Most compiled languages have a standard library, although programmers can also create their own custom libraries. Most modern software systems provide libraries that implement the majority of the system services. Such libraries have organized the services which a modern application requires. As such, most code used by modern applications is provided in these system libraries.
History
The idea of a computer library dates back to the first computers created by Charles Babbage. An 1888 paper on his Analytical Engine suggested that computer operations could be punched on separate cards from numerical input. If these operation punch cards were saved for reuse then "by degrees the engine would have a library of its own."[4]
In 1947 Goldstine and von Neumann speculated that it would be useful to create a "library" of subroutines for their work on the IAS machine, an early computer that was not yet operational at that time.[5] They envisioned a physical library of magnetic wire recordings, with each wire storing reusable computer code.[6]
Inspired by von Neumann, Wilkes and his team constructed EDSAC. A filing cabinet of punched tape held the subroutine library for this computer.[7] Programs for EDSAC consisted of a main program and a sequence of subroutines copied from the subroutine library.[8] In 1951 the team published the first textbook on programming, The Preparation of Programs for an Electronic Digital Computer, which detailed the creation and the purpose of the library.[9]

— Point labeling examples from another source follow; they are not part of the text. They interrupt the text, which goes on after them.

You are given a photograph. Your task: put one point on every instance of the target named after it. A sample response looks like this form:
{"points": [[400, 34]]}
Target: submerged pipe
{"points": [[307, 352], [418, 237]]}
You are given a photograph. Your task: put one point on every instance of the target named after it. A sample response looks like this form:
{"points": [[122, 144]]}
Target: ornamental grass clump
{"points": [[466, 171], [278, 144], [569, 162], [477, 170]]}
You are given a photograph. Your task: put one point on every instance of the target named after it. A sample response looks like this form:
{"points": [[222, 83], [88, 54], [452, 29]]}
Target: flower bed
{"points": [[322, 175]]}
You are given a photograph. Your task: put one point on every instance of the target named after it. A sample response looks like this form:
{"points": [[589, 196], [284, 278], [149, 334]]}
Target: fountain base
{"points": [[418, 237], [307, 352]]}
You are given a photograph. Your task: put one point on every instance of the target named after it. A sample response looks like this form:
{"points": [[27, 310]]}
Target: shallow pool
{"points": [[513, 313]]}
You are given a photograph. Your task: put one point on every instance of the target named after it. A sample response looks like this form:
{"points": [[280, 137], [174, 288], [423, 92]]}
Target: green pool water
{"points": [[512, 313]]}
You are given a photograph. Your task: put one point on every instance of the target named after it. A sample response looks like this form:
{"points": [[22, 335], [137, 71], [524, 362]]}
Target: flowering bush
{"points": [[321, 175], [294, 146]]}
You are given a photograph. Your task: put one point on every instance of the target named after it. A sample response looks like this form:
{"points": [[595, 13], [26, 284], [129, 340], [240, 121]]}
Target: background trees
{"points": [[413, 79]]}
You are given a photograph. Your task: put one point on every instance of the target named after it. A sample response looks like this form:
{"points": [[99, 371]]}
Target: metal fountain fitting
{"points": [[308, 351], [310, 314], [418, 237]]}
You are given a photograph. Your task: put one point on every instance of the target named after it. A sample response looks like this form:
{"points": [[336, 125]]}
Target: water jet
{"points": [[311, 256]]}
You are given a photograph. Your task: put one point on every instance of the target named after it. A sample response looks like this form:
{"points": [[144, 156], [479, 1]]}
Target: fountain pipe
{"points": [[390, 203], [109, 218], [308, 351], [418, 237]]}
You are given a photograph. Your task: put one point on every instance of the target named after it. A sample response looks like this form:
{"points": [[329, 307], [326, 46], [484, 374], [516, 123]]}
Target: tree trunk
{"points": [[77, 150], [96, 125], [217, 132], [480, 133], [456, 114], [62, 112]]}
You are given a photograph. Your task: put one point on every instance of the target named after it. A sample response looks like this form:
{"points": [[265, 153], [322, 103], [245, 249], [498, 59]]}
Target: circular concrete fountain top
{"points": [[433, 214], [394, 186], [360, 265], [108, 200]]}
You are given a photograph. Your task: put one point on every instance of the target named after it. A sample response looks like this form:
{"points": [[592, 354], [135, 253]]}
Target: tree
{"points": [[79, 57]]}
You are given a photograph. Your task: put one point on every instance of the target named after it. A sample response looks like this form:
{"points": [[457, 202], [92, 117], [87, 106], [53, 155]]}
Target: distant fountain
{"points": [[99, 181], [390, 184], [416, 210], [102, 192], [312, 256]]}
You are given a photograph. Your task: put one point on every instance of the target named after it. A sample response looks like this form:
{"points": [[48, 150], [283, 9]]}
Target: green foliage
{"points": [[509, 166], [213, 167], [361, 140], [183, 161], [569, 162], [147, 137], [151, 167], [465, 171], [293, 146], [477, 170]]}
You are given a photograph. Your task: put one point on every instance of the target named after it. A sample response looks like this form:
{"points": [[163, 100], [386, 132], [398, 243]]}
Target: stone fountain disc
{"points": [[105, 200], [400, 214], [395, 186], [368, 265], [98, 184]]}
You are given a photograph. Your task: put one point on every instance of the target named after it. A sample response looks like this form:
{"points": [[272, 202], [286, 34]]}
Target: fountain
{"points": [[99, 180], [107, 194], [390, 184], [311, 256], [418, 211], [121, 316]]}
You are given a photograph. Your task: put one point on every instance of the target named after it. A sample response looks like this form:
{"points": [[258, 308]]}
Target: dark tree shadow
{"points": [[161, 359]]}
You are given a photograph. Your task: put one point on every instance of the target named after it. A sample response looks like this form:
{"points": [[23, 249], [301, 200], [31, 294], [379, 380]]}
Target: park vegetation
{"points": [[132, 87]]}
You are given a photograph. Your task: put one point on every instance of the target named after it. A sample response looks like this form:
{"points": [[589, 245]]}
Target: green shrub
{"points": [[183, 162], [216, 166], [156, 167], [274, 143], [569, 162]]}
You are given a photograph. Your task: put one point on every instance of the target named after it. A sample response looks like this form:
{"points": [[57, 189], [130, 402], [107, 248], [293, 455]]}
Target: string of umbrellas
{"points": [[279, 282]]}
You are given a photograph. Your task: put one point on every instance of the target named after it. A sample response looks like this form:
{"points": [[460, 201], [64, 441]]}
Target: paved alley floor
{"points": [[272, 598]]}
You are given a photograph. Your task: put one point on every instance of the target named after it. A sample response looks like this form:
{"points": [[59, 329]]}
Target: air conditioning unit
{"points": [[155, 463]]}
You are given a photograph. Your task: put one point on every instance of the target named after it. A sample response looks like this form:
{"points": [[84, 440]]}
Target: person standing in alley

COBOL included "primitive capabilities for a library system" in 1959,[10] but Jean Sammet described them as "inadequate library facilities" in retrospect.[11]
JOVIAL had a Communication Pool (COMPOOL), roughly a library of header files.
Another major contributor to the modern library concept came in the form of the subprogram innovation of FORTRAN. FORTRAN subprograms can be compiled independently of each other, but the compiler lacked a linker. So prior to the introduction of modules in Fortran-90, type checking between FORTRAN[NB 1] subprograms was impossible.[12]
By the mid 1960s, copy and macro libraries for assemblers were common. Starting with the popularity of the IBM System/360, libraries containing other types of text elements, e.g., system parameters, also became common.
Simula was the first object-oriented programming language, and its classes were nearly identical to the modern concept as used in Java, C++, and C#. The class concept of Simula was also a progenitor of the package in Ada and the module of Modula-2.[13] Even when developed originally in 1965, Simula classes could be included in library files and added at compile time.[14]
Linking
Libraries are important in the program linking or binding process, which resolves references known as links or symbols to library modules. The linking process is usually automatically done by a linker or binder program that searches a set of libraries and other modules in a given order. Usually it is not considered an error if a link target can be found multiple times in a given set of libraries. Linking may be done when an executable file is created, or whenever the program is used at runtime.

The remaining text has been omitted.